Sur ce territoire, la typologie dominante du parc détermine la part de logements disposant d'une toiture exploitable en propre. On relève 2.35 personne(s) par logement, 82 % de maisons individuelles, 933 diagnostics publiés par l'ADEME, en zone climatique H2b. Ces valeurs ne décident d'aucun projet à elles seules, mais elles fixent l'ordre de grandeur dans lequel un chiffrage à Le Pellerin est crédible.
La lecture du parc complète l'analyse : environ 1 586 logements occupés par leur propriétaire, 412 diagnostics publiés pour 1 000 résidences principales, 1 084 logements encore chauffés au gaz ou au fioul, soit 48 % du parc. Ce volume ne préjuge d'aucune éligibilité individuelle : il indique seulement où se concentrent, à Le Pellerin, les situations où le scénario décrit sur cette page a le plus de chances d'être pertinent.
Amortissement à Le Pellerin : le poste de 6 750 € s'étale sur une vingtaine d'années d'usage, soit 338 € par an. Encore faut-il que un taux d'autoconsommation supérieur à 60 % reste vérifié après travaux, faute de quoi la performance se dégrade avant la fin de l'amortissement.
La densité de diagnostics renseigne sur la maturité du marché : 933 DPE publiés par l'ADEME à Le Pellerin, soit 412 pour 1 000 résidences principales.
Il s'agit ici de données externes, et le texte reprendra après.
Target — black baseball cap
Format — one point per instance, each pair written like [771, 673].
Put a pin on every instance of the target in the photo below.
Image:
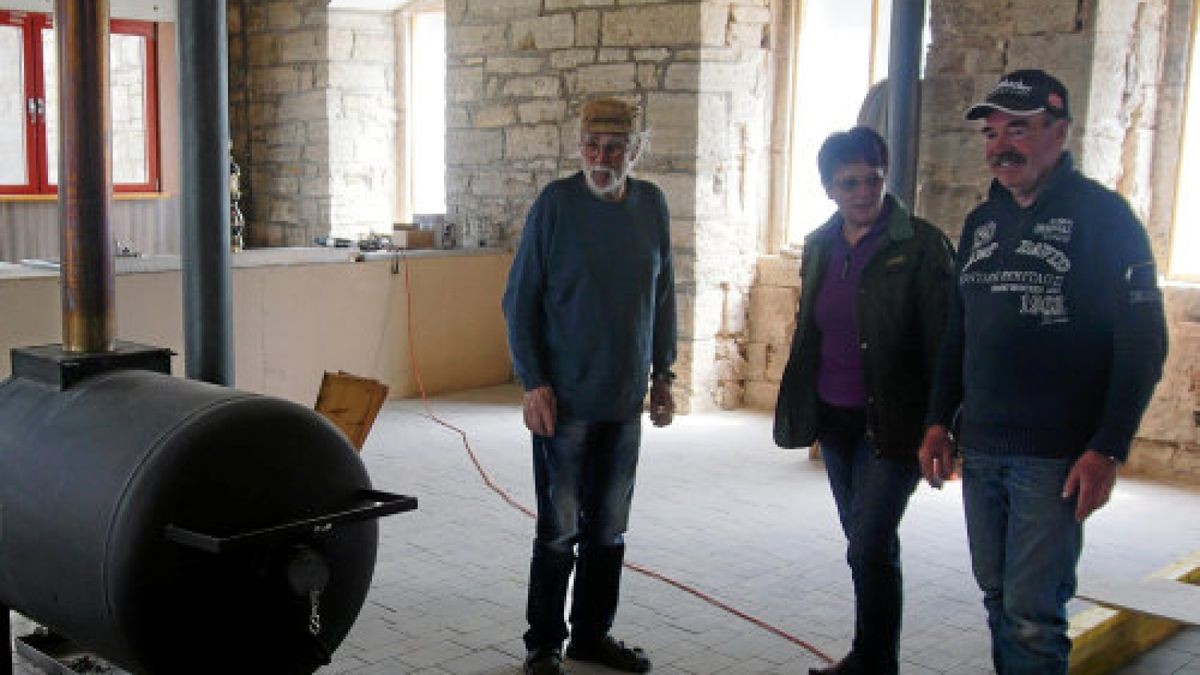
[1024, 93]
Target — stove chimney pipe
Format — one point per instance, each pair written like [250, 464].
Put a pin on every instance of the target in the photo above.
[85, 181]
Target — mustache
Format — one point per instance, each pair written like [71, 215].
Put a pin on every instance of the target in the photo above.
[1008, 156]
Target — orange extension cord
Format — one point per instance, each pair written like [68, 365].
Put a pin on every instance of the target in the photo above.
[504, 495]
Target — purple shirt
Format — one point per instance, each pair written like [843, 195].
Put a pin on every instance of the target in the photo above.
[840, 381]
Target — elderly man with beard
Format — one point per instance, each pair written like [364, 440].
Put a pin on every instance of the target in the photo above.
[1054, 344]
[592, 322]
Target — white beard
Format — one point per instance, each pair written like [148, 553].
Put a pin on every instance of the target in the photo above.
[616, 183]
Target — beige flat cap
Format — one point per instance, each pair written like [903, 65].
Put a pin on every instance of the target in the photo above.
[607, 115]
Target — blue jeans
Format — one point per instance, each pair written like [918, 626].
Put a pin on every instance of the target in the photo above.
[585, 481]
[1025, 544]
[871, 494]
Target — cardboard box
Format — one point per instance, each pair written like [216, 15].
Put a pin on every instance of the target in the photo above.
[351, 402]
[408, 237]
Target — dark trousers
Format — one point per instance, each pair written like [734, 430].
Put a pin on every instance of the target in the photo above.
[585, 482]
[871, 494]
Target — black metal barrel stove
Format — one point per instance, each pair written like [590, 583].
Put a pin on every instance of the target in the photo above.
[168, 525]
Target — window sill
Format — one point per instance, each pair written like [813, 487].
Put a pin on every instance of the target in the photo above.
[117, 197]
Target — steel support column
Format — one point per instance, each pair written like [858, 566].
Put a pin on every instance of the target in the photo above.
[904, 96]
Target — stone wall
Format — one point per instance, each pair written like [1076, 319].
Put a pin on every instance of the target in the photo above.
[1125, 65]
[363, 144]
[517, 72]
[312, 112]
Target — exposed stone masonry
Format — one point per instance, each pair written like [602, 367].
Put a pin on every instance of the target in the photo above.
[313, 108]
[1123, 63]
[517, 72]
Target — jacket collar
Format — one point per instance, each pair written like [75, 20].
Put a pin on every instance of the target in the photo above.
[1059, 177]
[899, 222]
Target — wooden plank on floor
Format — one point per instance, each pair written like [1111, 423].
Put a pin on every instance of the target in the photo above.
[1164, 598]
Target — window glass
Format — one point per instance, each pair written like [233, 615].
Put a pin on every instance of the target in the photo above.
[127, 82]
[1186, 233]
[841, 49]
[51, 82]
[127, 105]
[13, 171]
[833, 72]
[426, 114]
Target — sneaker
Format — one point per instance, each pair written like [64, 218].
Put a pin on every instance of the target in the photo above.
[544, 662]
[611, 652]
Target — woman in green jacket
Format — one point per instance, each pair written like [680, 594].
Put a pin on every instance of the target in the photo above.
[874, 297]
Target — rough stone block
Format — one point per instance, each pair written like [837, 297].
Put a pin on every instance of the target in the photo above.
[474, 147]
[303, 46]
[772, 314]
[756, 360]
[778, 270]
[556, 31]
[663, 25]
[463, 84]
[283, 16]
[263, 51]
[477, 40]
[515, 65]
[1038, 16]
[647, 76]
[534, 87]
[360, 76]
[502, 10]
[371, 47]
[616, 77]
[587, 29]
[761, 395]
[555, 5]
[541, 111]
[523, 143]
[493, 115]
[736, 311]
[612, 55]
[564, 59]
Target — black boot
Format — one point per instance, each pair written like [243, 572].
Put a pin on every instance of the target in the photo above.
[550, 571]
[597, 590]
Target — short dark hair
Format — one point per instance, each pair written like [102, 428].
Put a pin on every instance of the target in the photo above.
[841, 148]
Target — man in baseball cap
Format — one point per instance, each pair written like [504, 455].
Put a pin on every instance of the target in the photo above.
[1055, 340]
[1025, 93]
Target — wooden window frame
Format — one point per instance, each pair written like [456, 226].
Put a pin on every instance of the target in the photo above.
[37, 155]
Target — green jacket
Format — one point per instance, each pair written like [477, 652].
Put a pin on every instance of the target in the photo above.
[903, 300]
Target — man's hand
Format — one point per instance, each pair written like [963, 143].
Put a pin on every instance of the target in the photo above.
[1092, 476]
[661, 402]
[540, 408]
[936, 455]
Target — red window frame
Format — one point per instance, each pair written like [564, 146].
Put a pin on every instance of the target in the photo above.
[37, 155]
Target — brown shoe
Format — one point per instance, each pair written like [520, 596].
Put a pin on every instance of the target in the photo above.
[847, 665]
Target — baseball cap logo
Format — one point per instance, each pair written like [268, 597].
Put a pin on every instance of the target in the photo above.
[1012, 88]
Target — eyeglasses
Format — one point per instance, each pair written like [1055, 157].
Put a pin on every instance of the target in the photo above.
[609, 149]
[851, 183]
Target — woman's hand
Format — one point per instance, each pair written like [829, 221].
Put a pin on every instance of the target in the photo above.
[540, 407]
[936, 457]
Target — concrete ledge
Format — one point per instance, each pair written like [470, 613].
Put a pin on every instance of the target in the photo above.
[1104, 639]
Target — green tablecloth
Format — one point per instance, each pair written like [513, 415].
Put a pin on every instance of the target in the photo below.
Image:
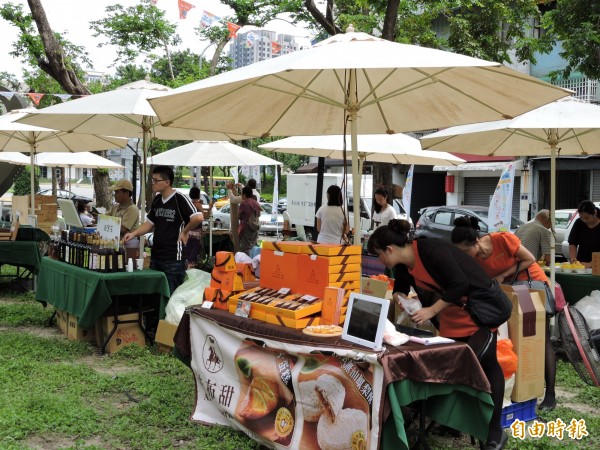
[21, 253]
[87, 294]
[457, 406]
[575, 286]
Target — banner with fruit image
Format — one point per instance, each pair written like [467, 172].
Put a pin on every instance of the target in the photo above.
[285, 395]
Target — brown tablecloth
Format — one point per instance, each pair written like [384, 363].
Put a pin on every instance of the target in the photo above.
[449, 364]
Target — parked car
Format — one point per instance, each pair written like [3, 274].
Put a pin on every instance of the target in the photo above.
[222, 219]
[438, 221]
[568, 228]
[62, 193]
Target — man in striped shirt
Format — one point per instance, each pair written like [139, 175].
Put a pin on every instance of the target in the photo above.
[535, 235]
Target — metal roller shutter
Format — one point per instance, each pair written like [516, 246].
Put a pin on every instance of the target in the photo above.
[479, 191]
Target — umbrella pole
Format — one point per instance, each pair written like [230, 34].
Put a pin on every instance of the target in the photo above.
[352, 111]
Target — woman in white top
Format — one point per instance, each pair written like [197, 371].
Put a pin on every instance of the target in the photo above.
[384, 212]
[331, 221]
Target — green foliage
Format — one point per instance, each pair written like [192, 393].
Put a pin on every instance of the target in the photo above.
[22, 185]
[574, 23]
[139, 29]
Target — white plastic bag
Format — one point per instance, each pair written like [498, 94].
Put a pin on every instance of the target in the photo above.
[589, 307]
[189, 293]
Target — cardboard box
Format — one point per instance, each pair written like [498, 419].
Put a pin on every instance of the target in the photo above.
[77, 333]
[332, 306]
[278, 269]
[125, 334]
[293, 323]
[225, 262]
[527, 331]
[164, 336]
[373, 287]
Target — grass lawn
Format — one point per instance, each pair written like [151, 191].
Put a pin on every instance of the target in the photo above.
[56, 393]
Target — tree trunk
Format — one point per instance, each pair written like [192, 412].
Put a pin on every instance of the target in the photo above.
[101, 183]
[54, 63]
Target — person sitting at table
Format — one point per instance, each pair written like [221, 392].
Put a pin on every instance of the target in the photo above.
[584, 238]
[500, 253]
[172, 215]
[86, 218]
[384, 212]
[331, 220]
[436, 265]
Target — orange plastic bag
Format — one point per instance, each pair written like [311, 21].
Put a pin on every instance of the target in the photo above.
[507, 357]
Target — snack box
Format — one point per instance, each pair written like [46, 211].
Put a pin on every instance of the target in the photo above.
[297, 323]
[225, 262]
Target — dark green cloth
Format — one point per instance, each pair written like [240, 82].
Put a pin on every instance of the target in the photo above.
[457, 406]
[575, 286]
[87, 294]
[21, 253]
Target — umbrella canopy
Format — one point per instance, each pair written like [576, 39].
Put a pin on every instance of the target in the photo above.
[378, 85]
[386, 148]
[568, 123]
[14, 158]
[211, 154]
[20, 137]
[125, 112]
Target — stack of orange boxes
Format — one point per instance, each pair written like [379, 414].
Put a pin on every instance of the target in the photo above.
[225, 280]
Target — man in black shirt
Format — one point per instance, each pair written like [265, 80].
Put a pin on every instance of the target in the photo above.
[172, 215]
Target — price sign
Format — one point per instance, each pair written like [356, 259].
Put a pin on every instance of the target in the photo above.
[109, 228]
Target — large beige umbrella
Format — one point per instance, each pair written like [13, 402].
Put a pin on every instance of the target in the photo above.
[568, 124]
[124, 112]
[32, 139]
[377, 85]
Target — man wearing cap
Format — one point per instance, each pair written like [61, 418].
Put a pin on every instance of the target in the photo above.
[124, 206]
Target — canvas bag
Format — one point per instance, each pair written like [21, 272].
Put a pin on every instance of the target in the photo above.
[539, 286]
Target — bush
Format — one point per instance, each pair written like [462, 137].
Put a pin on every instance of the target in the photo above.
[22, 185]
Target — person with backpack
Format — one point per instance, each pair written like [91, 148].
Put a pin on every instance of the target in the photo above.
[172, 216]
[249, 216]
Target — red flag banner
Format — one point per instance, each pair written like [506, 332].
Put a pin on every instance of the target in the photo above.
[184, 7]
[275, 47]
[35, 97]
[233, 29]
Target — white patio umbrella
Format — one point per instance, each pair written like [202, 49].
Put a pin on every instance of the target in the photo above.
[14, 158]
[20, 137]
[568, 124]
[77, 160]
[378, 85]
[212, 154]
[125, 112]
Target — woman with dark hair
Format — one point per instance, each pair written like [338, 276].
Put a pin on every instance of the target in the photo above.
[499, 254]
[436, 265]
[584, 238]
[331, 221]
[384, 212]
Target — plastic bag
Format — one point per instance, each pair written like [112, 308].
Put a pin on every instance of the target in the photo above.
[189, 293]
[589, 306]
[507, 358]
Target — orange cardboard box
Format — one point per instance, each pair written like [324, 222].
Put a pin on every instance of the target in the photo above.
[278, 269]
[293, 323]
[332, 250]
[332, 305]
[219, 296]
[225, 262]
[246, 270]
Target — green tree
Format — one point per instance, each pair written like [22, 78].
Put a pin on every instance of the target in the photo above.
[576, 25]
[137, 30]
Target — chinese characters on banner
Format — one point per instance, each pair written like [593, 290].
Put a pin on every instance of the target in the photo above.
[500, 210]
[285, 395]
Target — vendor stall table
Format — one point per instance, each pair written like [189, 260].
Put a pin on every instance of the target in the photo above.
[575, 286]
[447, 378]
[87, 294]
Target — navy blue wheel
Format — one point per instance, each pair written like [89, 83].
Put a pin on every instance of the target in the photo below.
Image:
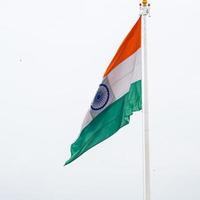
[101, 98]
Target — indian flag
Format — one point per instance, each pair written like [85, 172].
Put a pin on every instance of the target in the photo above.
[118, 96]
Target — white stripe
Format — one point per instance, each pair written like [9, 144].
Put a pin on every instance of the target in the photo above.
[120, 78]
[126, 73]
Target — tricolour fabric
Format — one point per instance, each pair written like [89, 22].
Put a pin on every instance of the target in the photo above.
[118, 96]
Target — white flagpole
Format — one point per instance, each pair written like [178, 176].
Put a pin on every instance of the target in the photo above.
[145, 7]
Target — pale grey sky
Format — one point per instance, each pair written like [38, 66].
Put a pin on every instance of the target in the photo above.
[52, 57]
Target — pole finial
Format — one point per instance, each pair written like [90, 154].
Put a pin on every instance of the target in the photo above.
[144, 2]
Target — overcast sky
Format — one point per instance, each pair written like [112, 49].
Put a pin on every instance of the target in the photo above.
[52, 57]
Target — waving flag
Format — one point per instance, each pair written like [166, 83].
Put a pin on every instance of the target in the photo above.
[118, 96]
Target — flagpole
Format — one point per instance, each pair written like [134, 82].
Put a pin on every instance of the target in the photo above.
[144, 11]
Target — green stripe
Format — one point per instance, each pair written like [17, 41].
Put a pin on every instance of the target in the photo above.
[108, 122]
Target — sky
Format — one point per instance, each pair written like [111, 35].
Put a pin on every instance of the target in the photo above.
[52, 57]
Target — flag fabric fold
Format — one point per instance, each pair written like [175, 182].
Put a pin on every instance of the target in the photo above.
[118, 96]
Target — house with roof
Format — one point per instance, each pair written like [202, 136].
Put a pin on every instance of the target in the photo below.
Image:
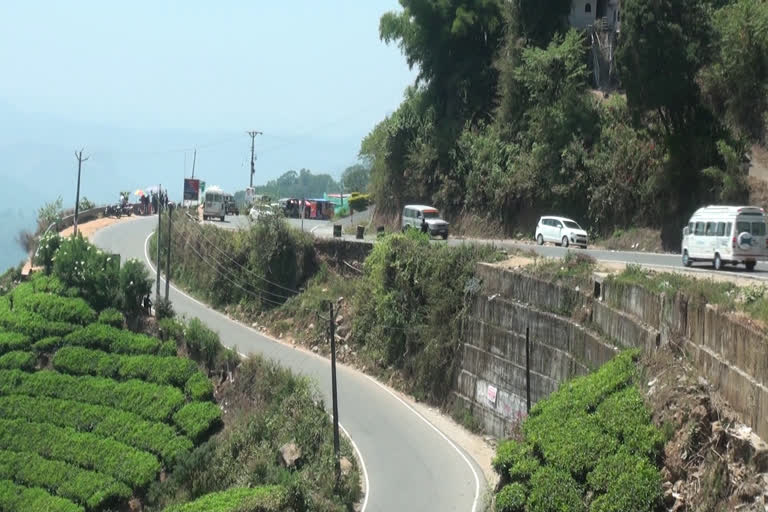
[588, 13]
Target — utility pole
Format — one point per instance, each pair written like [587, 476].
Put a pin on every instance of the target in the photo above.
[332, 332]
[528, 370]
[253, 135]
[159, 226]
[80, 161]
[168, 256]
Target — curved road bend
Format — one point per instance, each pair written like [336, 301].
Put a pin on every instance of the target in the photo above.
[410, 465]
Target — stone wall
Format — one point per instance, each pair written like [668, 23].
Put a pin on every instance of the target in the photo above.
[726, 349]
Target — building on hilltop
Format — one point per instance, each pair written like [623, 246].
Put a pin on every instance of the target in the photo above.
[587, 13]
[601, 19]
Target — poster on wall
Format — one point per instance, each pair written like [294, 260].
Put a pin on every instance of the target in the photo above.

Un tel volume conditionne les délais de un installateur RGE QualiPV, dont l'intervention sur une installation photovoltaïque en autoconsommation dure deux à trois jours.
Le choix du scénario change l'assiette : à Le Pellerin, elle passe de 30 000 € HT à deux classes à 40 000 € HT dès trois classes. Avec le photovoltaïque chiffré autour de 6 750 €, l'arbitrage consiste à vérifier si le poste complémentaire nécessaire pour franchir la troisième classe coûte moins que le supplément d'aide qu'il déclenche.
Calendrier administratif à Le Pellerin : dépôt du dossier, accord préalable, puis travaux — jamais l'inverse. Engager une installation photovoltaïque en autoconsommation avant l'accord fait perdre l'intégralité de l'aide, soit jusqu'à 32 000 €, sans recours possible.
Le climat entre dans le calcul réglementaire : la zone H2b applicable à Le Pellerin correspond à une base de 225 kWh/m²/an. Plus cette base est élevée, plus une installation photovoltaïque en autoconsommation rentabilise vite son surcoût, à performance identique.
Combien de logements concernés ? À Le Pellerin, 1 084 résidences principales dépendent d'une énergie fossile (48 % du parc). C'est dans ce sous-ensemble que une installation photovoltaïque en autoconsommation produit les écarts de consommation les plus élevés avant et après travaux.
Trésorerie du projet à Le Pellerin : 6 000 € de reste à charge pour le profil le plus aidé, accompagnement pris en charge jusqu'à 2 000 €. Un éco-prêt de quinze ans ramène l'effort à 35 € par mois, à comparer aux 1 460 € d'économie annuelle auxquels le photovoltaïque participe.